Most of the film unfolds as a series of static shots, like posed photos, as the large family talks about nothing—but says everything about who they are. There are stories about WWII, sick family members, and vaccinations, all of which are done in the most polite tones but are simmering under the surface with the kind of anger that we now know the looming COVID-19 quarantine caused many to boil over. Kerr’s approach at times feels a bit too distant, but if she aims to be as vague as the emotions you can interpret from a still photograph, then she succeeds.
In Jessica Hausner’s deadpan wellness culture satire “Club Zero,” Mia Wasikowska plays Ms. Novak, a pioneer in “conscious eating” who is hired as a nutrition teacher at an elite private school. Ms. Novak charms the headmistress and vulnerable students alike with her fasting tea and steadfast dedication to her kooky eating beliefs.
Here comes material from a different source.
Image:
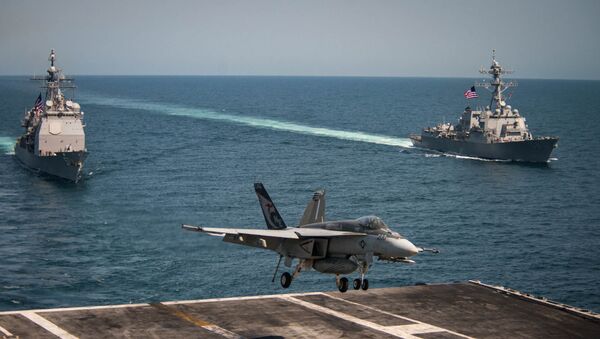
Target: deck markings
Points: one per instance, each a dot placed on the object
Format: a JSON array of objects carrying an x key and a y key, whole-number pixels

Ms. Novak’s students have various reasons they want to eat better. There’s a student-athlete, someone hiding her disordered eating, one who thinks eating will help fight climate change, a dancer whose parents work abroad, and a scholarship student who thinks the class will help his test scores. Through this mixture of pupils, the script, which Hausner and Géraldine Bajard co-wrote, navigates the various ways kids can be susceptible to dogma, especially when it’s coming from a trusted source, while at the same time taking an incisive look at the perils of emotional neglect that can happen to the most economically advantaged of people.